[U-Boot] [RFC][Timer API] Revised Specification - Implementation details

J. William Campbell jwilliamcampbell at comcast.net
Fri May 27 05:54:26 CEST 2011


On 5/26/2011 6:51 PM, Graeme Russ wrote:
> Hi Bill,
>
> On Fri, May 27, 2011 at 11:26 AM, J. William Campbell
> <jwilliamcampbell at comcast.net>  wrote:
>> On 5/26/2011 4:28 PM, Graeme Russ wrote:
>>> Why mess around with bit shifting (which you would then have to cludge
>>> into
>>> your platform code) when carting around a 64-bit value is relatively
>>> cheap,
>>> transparent and poratble (all all supported up-to-date tool chains)
>>>
>> I really STRONGLY disagree with this statement. If you actually needed 64
>> bit variables, fine use them. But as I have already shown, you do not need
>> them in general.  We are computing a 32 bit result. There is some entropy
>> argument that says you shouldn't need 64 bits to do so. Another way to look
>> at it is that converting the top 32 bit word and the bottom 32 bit word to
>> ms separately can be easier than doing them both together at once.  However,
>> as we will see below, I do agree we need two 32 bit words to make this
>> process go smoothly. I just don't agree that they should/will constitute a
>> 64 bit binary word. See below.
>>>>>   - void timer_isr()
>>>>>      - Optional (particularly if tick counter rollover period is
>>>>>        exceptionally log which is usually the case for native 64-bit tick
>>>>>        counters)
>>>>>      - Simply calls sync_timebase()
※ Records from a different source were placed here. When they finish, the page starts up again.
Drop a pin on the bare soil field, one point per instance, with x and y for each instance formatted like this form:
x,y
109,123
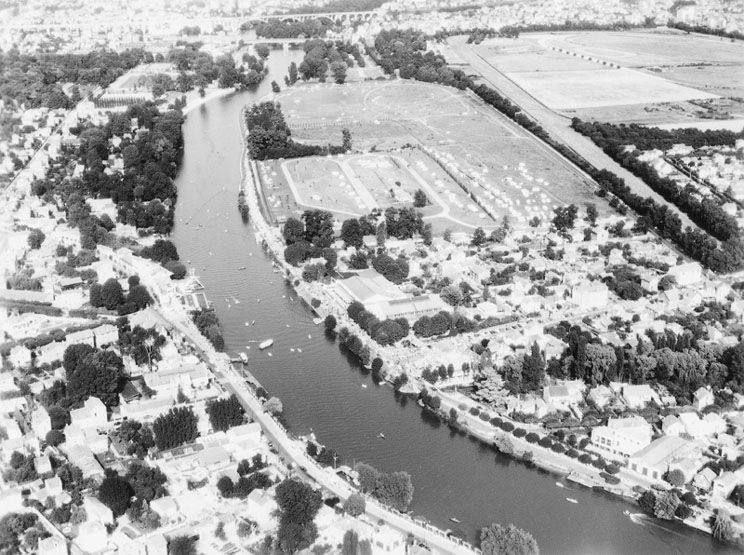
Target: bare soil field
x,y
565,90
475,165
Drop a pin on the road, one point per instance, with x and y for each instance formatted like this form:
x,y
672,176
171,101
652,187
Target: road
x,y
557,125
294,451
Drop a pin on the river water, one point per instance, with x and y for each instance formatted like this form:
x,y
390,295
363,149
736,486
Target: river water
x,y
324,390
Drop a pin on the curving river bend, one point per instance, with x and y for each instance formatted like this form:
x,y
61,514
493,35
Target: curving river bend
x,y
324,391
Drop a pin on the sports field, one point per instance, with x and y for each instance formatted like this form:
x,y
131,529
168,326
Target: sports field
x,y
474,164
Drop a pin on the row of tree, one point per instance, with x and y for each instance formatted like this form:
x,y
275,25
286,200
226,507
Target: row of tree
x,y
34,80
726,257
706,213
269,137
385,332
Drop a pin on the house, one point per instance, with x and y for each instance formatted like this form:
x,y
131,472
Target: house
x,y
662,455
671,426
260,505
562,395
724,484
53,545
91,415
166,509
92,537
97,511
703,397
601,396
704,479
19,357
82,457
715,423
695,427
105,335
41,424
43,465
686,274
622,436
590,294
636,396
383,298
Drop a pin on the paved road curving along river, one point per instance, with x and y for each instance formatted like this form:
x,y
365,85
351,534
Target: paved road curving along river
x,y
323,390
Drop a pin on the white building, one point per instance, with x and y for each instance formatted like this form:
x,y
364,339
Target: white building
x,y
622,436
91,415
590,294
383,298
41,424
664,454
686,274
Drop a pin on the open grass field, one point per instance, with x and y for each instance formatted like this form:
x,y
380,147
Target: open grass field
x,y
651,48
661,70
527,54
567,90
474,164
354,185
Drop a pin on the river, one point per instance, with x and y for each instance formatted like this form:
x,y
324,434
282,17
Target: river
x,y
324,390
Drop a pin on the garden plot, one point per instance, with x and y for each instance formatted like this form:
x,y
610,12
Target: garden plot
x,y
593,89
473,163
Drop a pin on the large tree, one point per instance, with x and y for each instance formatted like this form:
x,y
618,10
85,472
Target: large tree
x,y
175,428
298,503
116,493
225,413
97,374
507,540
351,233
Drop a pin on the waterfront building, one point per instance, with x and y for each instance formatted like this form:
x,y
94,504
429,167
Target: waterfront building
x,y
622,436
664,454
383,298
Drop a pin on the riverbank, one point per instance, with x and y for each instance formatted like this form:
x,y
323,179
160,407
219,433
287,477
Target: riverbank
x,y
270,238
554,462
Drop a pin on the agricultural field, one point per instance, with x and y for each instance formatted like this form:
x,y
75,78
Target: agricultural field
x,y
474,164
570,90
666,76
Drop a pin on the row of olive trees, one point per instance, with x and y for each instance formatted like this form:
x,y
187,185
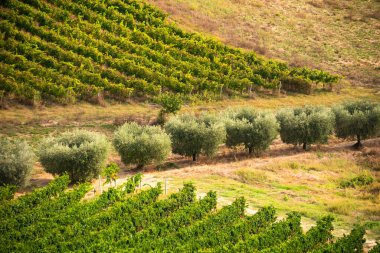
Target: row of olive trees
x,y
83,154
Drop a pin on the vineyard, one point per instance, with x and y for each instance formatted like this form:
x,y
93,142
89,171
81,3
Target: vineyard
x,y
134,219
63,51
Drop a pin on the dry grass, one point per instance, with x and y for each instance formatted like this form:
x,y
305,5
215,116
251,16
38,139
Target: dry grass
x,y
340,36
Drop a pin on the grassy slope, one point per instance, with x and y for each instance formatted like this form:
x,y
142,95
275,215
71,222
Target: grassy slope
x,y
310,186
340,36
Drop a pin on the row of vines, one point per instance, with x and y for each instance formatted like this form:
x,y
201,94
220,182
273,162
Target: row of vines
x,y
127,219
62,51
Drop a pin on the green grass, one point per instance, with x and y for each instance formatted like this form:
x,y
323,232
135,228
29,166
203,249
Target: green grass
x,y
341,36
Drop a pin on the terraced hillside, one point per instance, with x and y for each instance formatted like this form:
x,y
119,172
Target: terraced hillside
x,y
338,36
63,51
53,219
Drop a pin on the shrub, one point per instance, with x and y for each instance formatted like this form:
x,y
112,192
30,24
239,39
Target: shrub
x,y
16,162
192,136
141,145
7,192
171,103
254,130
297,84
307,125
81,154
359,119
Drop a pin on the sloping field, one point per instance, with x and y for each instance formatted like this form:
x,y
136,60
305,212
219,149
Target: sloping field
x,y
339,36
63,51
52,219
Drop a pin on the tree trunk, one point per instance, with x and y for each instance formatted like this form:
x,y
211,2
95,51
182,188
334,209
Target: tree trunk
x,y
358,144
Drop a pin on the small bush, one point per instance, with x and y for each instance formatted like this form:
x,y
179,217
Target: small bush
x,y
256,131
171,103
307,125
297,84
192,136
361,180
141,145
82,154
16,162
359,119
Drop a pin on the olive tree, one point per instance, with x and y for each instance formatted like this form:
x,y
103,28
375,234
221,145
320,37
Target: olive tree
x,y
192,136
141,145
306,125
81,154
16,162
254,130
360,119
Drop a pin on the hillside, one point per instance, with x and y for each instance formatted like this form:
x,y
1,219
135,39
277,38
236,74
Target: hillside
x,y
63,51
339,36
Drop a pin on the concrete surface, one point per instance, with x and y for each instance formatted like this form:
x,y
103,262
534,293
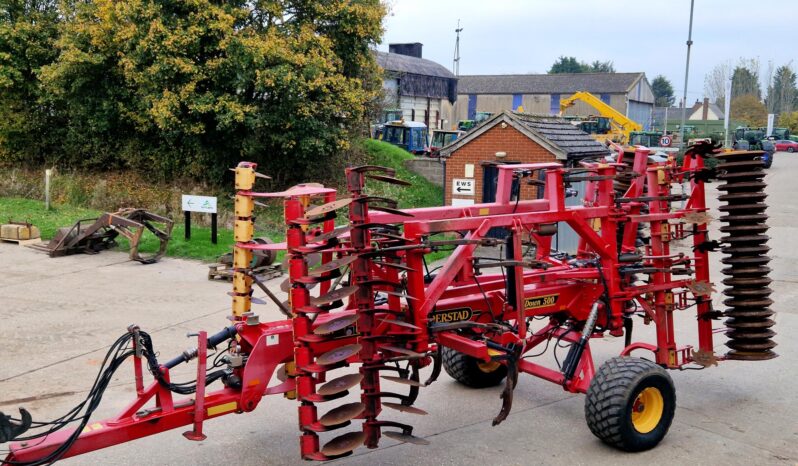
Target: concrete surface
x,y
59,315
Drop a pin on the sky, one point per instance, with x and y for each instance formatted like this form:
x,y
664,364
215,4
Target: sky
x,y
527,36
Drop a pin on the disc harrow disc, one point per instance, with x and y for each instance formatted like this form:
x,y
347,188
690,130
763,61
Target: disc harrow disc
x,y
338,354
339,384
343,443
342,414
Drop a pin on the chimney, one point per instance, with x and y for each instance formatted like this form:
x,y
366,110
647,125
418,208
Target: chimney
x,y
411,50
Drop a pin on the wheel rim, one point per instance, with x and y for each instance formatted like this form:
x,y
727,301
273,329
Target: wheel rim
x,y
647,410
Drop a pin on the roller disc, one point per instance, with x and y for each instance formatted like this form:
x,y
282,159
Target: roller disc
x,y
338,354
343,443
340,384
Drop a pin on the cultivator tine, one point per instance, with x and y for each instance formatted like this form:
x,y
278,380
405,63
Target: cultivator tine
x,y
327,208
389,179
332,326
343,444
405,409
340,384
342,414
335,295
405,438
339,354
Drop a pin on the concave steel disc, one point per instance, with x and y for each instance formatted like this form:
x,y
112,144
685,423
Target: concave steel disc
x,y
401,437
404,409
343,443
338,354
339,384
342,414
336,324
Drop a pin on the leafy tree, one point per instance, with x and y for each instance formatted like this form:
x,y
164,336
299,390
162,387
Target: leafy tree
x,y
28,31
789,120
749,110
663,91
782,93
567,65
190,88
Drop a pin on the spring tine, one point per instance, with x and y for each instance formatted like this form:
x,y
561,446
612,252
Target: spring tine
x,y
389,210
389,179
336,324
340,384
403,381
334,295
328,207
343,443
406,438
338,354
342,414
404,409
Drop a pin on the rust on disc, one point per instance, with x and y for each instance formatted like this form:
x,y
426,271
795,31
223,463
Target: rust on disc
x,y
404,409
336,324
328,207
403,381
342,414
402,437
343,443
334,295
339,384
332,265
338,354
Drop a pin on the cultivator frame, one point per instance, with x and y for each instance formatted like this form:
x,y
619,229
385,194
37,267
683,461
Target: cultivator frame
x,y
378,305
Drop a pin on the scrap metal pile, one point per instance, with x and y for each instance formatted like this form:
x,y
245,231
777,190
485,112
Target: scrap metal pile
x,y
371,315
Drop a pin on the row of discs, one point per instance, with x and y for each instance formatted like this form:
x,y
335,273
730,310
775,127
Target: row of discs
x,y
745,248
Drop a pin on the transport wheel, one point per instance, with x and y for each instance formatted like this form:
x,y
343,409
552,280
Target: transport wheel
x,y
630,403
472,372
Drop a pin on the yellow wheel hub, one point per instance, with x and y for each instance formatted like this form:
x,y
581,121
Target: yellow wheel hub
x,y
647,410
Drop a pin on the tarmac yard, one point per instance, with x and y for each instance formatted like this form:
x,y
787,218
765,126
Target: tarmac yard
x,y
60,315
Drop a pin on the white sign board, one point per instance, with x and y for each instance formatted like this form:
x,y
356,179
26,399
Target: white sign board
x,y
463,186
204,204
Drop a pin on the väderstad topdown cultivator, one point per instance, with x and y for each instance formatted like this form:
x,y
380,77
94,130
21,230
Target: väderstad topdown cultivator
x,y
366,314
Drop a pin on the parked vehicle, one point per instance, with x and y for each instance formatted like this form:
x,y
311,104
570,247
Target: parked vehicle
x,y
442,138
409,135
786,145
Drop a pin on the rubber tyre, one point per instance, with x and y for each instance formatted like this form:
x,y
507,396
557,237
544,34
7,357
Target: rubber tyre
x,y
611,397
467,371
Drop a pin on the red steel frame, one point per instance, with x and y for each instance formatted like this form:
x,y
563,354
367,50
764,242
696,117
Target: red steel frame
x,y
456,285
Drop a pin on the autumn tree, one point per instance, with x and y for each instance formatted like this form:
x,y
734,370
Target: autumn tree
x,y
749,110
663,91
190,88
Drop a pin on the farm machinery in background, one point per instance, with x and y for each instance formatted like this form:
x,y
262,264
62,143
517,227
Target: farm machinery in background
x,y
370,314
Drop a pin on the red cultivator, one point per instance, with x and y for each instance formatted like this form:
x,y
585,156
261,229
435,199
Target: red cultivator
x,y
372,303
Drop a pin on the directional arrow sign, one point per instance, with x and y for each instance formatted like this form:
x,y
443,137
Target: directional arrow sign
x,y
463,186
204,204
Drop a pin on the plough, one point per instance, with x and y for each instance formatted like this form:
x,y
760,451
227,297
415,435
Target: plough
x,y
366,314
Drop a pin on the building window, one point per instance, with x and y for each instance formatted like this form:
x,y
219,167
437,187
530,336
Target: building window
x,y
554,109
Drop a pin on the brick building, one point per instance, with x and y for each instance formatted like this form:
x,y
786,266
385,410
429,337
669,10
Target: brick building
x,y
509,137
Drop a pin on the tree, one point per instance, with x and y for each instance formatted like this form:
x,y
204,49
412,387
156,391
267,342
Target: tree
x,y
715,82
179,88
745,79
567,65
749,110
572,65
782,93
28,32
663,91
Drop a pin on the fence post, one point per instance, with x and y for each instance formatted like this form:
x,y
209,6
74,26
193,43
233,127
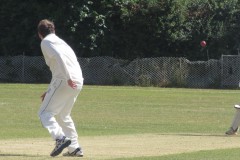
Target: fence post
x,y
23,67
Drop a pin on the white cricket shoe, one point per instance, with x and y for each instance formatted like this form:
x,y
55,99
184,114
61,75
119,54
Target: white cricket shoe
x,y
237,106
231,131
60,145
77,153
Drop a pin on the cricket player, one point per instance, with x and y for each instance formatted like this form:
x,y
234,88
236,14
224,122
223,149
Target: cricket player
x,y
235,123
65,86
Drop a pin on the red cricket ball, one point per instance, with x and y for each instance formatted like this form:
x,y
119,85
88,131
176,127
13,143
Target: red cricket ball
x,y
203,43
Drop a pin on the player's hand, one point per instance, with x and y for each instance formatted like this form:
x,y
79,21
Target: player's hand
x,y
43,95
72,84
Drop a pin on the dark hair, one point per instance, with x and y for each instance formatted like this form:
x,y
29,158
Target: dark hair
x,y
46,27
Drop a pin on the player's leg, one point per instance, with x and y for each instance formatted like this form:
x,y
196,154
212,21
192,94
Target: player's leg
x,y
51,106
67,124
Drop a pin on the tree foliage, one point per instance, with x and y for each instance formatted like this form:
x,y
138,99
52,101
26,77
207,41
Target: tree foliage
x,y
125,28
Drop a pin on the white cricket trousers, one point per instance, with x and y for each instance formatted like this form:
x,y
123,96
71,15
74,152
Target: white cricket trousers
x,y
55,111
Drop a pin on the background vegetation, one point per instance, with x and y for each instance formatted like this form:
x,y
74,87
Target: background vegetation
x,y
126,29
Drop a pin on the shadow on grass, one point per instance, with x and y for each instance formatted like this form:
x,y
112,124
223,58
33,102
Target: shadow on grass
x,y
200,135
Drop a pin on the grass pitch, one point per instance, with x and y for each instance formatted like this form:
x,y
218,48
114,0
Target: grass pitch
x,y
200,115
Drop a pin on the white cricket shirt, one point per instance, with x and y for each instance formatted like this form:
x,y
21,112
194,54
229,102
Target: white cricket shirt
x,y
61,59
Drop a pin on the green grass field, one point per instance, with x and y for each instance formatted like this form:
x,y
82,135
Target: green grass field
x,y
118,111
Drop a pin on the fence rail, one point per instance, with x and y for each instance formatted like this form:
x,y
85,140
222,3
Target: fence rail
x,y
160,72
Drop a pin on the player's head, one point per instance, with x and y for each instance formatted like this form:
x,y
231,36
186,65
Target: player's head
x,y
45,27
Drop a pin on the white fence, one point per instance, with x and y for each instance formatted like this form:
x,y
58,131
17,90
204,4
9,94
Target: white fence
x,y
161,72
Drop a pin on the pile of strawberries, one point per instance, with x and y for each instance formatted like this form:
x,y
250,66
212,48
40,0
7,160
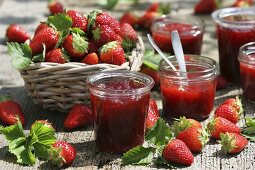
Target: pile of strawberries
x,y
71,36
191,136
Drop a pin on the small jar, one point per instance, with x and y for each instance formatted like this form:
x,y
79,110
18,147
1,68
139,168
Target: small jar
x,y
191,95
235,27
120,101
247,69
189,28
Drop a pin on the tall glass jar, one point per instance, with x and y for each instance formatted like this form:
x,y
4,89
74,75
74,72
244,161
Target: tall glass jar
x,y
189,28
191,94
120,101
235,27
247,70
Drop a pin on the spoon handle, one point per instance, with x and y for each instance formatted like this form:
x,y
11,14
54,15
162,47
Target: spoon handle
x,y
160,52
178,51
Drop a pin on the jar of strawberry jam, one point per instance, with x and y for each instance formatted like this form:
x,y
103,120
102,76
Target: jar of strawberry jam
x,y
119,102
247,70
235,27
189,28
192,93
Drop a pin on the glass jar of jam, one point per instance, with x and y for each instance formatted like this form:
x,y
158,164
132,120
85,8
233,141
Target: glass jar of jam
x,y
235,27
247,70
192,93
190,30
120,101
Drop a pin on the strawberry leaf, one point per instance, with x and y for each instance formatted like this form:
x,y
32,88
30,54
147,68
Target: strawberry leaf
x,y
40,57
160,134
138,156
60,22
21,55
151,59
79,43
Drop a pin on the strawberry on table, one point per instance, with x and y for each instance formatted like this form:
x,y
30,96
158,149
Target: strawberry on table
x,y
112,53
91,58
131,18
10,111
103,34
56,56
232,142
78,19
79,116
16,33
220,125
176,151
62,154
76,46
206,6
55,7
47,36
153,114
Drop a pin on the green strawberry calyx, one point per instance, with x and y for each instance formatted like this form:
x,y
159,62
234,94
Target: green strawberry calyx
x,y
79,43
227,142
108,46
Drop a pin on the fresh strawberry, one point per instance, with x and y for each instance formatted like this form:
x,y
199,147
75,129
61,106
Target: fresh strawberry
x,y
152,73
55,7
205,6
47,36
56,56
112,53
183,123
147,18
232,142
76,46
62,154
131,18
99,18
78,19
176,151
104,34
236,103
220,125
228,112
195,138
10,111
161,8
153,114
91,59
92,48
16,33
243,3
79,115
221,83
41,26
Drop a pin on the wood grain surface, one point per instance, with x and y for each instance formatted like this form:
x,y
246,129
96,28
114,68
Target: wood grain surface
x,y
29,13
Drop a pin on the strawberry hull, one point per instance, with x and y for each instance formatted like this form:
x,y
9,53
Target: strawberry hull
x,y
120,107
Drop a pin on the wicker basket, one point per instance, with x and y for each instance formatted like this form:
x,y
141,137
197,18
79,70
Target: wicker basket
x,y
58,86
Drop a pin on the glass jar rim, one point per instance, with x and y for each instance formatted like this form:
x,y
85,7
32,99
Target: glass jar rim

>>>>>      - For platforms without any tick counter, this can implement one
>>>>>        (but accuracy will be harmed due to usage of disable_interrupts()
>>>>> and
>>>>>        enable_interrupts() in U-Boot
>>>>>
>>>>> So to get the new API up and running, only two functions are mandatory:
>>>>>
>>>>> get_ticks() which reads the hardware tick counter and deals with any
>>>>> 'funny
>>>>> stuff' including rollovers, short timers (12-bit for example), composite
>>>>> counters (16-bit 0-999 microsecond + 16-bit millisecond) and maintains a
>>>>> 'clean' 64-bit tick counter which rolls over from all 1's to all 0's.
>>>>> The
>>>> I think it is the task of get_ticks to return the hardware tick counter
>>>> as
>>>> an  increasing counter, period.  The counter may wrap at some final count
>>>> that is not all ones. That is ok. Sync_timebase deals with the rollovers
>>>> if
>>> The hardware tick counter may, the 64-bit software tick counter maintained
>>> by get_ticks() may not
>>>> necessary. get_ticks is very lightweight. get_ticks should deal with
>>>> decrementing counters by returning the complement of the counter.  The
>>>> sc520
>>>> case is a bit more complex if you intend to use the 0-999 and 16 bit
>>>> millisec registers, in that you do need to add them to the previous value
>>>> to
>>> As I mentioned in another post, this is a problem for the platform
>>> maintainer and is abstracted away throught the platform specific
>>> implementation of get_ticks()
>>>
>>>> make an increasing counter. Sync_timebase "likes" short counters in that
>>>> they are easy to convert to millisec and tick remainders.
>>> The compiler should handle using 64-bit rather than 32-bit transparently
>> True enough.  But you don't need 64 bit variables at this point two 32 bit
>> ones work just fine, in fact better in most cases.
> Remember, we are not dealing with a high performance OS here. The primary
> goal is portability - Performance optimisations (which do not break
> portability) can be performed later
>
>>>>> 64-bit tick counter does not need to be reset to zero ever (even on
>>>>> startup
>>>>> - sync_timebase tacks care of all the details)
>>>> True, but sync_timebase does have to be initialized (as does the timer
>>>> itself in most cases, so this is not a restriction).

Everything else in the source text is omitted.